Palembang (ANTARA) - Gerakan Mahasiswa Peduli Blok Corridor menolak dan mengeluarkan enam pernyataan sikap terkait perpanjangan kontrak 20 tahun pengelolaan Blok Corridor di Kabupaten Musi Banyuasin.

Pantauan Antara, Kamis, Gerakan Mahasiswa Peduli Blok Corridor yang terdiri dari BEM Seluruh Indonesia Sumsel, BEM Sumsel, HMI Palembang, IMM Palembang, KAMMI Palembang, FMI Palembang, IMMUBA, DEM RIAU, dan Ikatan Pelajar Nahdlatul Ulama Palembang, mendatangi kantor DPRD Sumsel sambil berorasi.

Baca juga: Arcandra sebut pengelolaan Blok Corridor dibahas September

Baca juga: Pertamina resmi kelola 100 persen Wilayah Kerja Raja Sumsel

Baca juga: Aparat keamanan tertibkan penambangan sumur minyak ilegal


"Kami menuntut Blok Corridor agar tidak kelola oleh perusahaan asing," Presiden Mahasiswa Universitas Sriwijaya (Unsri), Ni'matul Hakiki Vebri Awan saat orasi.

Massa menolak tindak lanjut keputusan perpanjangan kontrak kerja sama dengan Wilker Blok Corridor kepada ConocoPhillips yang seharusnya memberikan 100 persen hak pengelolaannya kepada PT. Pertamina.

Masaa juga menolak bentuk kebijakan dan penyaluran kerja sama dengan investor perusahaan migas asing dan meminta Pertamina bertindak tegas terhadap kebijakan SKK Migas yang dianggap tidak pro terhadap ketahanan dan kedaulatan energi.

"Kami berharap KPK dapat mengusut dan melakukan investigasi serta mengaudit keputusan penambahan kontrak tersebut, keputusan itu harus batal demi hukum karena bertentangan dengan Permen ESDM Nomor 15 tahun 2015," tambahnya.

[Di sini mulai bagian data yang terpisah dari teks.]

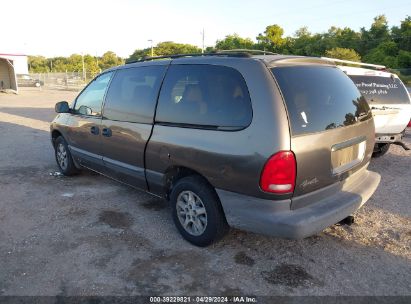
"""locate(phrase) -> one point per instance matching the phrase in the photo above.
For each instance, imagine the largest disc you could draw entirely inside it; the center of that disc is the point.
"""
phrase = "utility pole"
(152, 52)
(84, 71)
(202, 49)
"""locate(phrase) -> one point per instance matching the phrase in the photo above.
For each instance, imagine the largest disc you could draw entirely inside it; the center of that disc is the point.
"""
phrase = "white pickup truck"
(388, 98)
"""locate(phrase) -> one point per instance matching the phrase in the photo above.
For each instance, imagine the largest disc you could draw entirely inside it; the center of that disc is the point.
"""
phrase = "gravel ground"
(88, 235)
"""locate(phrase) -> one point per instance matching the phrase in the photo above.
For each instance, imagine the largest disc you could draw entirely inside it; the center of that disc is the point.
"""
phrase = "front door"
(84, 134)
(128, 121)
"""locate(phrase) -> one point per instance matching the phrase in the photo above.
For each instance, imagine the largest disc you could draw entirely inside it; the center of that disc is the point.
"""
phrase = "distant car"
(25, 80)
(389, 101)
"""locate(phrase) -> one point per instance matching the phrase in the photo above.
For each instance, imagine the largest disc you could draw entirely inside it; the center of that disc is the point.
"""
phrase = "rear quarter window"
(381, 90)
(204, 96)
(320, 98)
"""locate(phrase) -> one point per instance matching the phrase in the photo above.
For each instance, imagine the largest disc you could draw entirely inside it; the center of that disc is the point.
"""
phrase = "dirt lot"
(88, 235)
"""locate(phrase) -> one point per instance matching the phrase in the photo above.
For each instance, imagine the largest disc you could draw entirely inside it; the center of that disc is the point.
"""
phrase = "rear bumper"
(388, 138)
(275, 218)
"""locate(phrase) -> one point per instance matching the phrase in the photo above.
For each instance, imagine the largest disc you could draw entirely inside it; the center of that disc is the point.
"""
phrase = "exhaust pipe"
(349, 220)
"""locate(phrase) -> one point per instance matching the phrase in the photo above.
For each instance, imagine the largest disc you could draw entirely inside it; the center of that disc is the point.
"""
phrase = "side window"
(133, 94)
(90, 100)
(207, 96)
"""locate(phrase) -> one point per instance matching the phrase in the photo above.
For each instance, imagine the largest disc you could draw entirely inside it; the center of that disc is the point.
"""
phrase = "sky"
(64, 27)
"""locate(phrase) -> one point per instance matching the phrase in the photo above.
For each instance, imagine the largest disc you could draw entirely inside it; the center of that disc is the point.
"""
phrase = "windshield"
(381, 90)
(320, 98)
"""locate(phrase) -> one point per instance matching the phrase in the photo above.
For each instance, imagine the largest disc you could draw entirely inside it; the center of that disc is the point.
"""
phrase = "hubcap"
(61, 154)
(191, 213)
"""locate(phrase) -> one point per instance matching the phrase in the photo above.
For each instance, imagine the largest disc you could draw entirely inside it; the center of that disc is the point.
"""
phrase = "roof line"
(377, 66)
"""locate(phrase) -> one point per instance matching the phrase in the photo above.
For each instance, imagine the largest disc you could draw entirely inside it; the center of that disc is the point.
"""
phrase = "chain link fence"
(73, 81)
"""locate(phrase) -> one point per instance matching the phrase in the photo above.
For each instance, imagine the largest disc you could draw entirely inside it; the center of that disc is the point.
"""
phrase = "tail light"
(278, 175)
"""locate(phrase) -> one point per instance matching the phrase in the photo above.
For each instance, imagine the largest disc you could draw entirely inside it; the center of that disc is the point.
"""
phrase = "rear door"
(84, 133)
(128, 120)
(331, 124)
(389, 101)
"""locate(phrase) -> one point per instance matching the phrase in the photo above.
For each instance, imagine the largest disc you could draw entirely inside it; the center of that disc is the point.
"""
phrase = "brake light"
(278, 175)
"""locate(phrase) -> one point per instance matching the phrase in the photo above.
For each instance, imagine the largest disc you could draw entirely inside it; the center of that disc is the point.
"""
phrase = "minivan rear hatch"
(330, 122)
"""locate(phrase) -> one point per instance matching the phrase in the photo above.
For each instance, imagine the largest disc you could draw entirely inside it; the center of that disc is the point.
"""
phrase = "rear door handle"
(94, 130)
(106, 132)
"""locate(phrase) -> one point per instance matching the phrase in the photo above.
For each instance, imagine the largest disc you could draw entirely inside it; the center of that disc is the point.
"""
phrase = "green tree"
(139, 54)
(38, 64)
(378, 33)
(234, 41)
(272, 38)
(385, 53)
(172, 48)
(342, 53)
(402, 35)
(109, 59)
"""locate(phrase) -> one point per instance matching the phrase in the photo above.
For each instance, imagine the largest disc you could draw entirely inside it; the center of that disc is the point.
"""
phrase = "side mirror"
(62, 107)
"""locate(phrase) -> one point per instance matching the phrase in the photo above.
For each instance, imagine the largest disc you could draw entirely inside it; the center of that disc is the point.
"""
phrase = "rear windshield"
(381, 90)
(320, 98)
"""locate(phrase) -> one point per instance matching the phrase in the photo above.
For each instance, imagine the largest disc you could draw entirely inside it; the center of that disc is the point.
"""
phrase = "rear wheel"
(197, 212)
(63, 157)
(380, 149)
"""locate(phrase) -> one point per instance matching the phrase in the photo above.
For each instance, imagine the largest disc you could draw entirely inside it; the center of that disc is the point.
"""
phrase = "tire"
(63, 157)
(380, 149)
(196, 203)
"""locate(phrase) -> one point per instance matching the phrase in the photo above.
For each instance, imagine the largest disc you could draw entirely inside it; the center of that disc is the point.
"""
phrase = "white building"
(10, 66)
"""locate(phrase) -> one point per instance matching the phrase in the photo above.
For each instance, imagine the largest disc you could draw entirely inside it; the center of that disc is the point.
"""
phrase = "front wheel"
(63, 157)
(380, 149)
(197, 212)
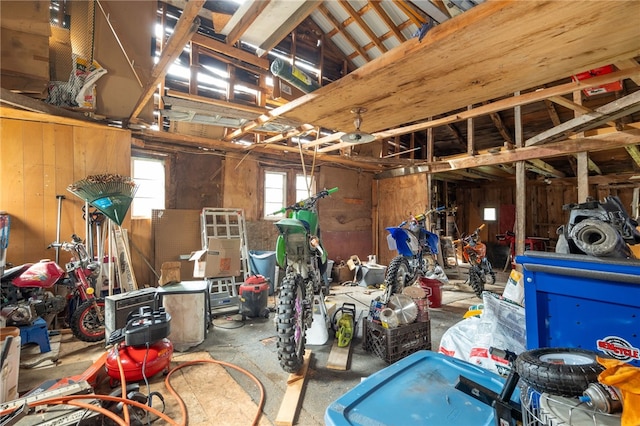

Massa menganggap perpanjangan kontrak tersebut keputusan sepihak Menteri ESDM yang telah menetapkan komposisi kepemilikan saham ConocoPhilips 46 persen, Pertamina 30 persen, dan Repsol 24 persen.

"Jika dijumlahkan dengan kepemilikan Blok Rokan serta Blok Mahakam maka kepemilikan Pertamina tidak mencapai angka 100 persen, artinya Pertamina sebagai perwakilan negara tidak mampu berkuasa sepenuhnya," jelas Hakiki.

Sementara itu, Ketua Komisi 4 DPRD Sumsel yang menemui massa, Ria Anita Noeringhati menerangkan bahwa sistem tata kelola energi dan gas memang di atur langsung oleh pemerintah pusat.

"Kami akan mengawal aspirasi penolakan ini, namun kami butuh waktu untuk menghadap ke DPR RI tentunya," tambah Anita.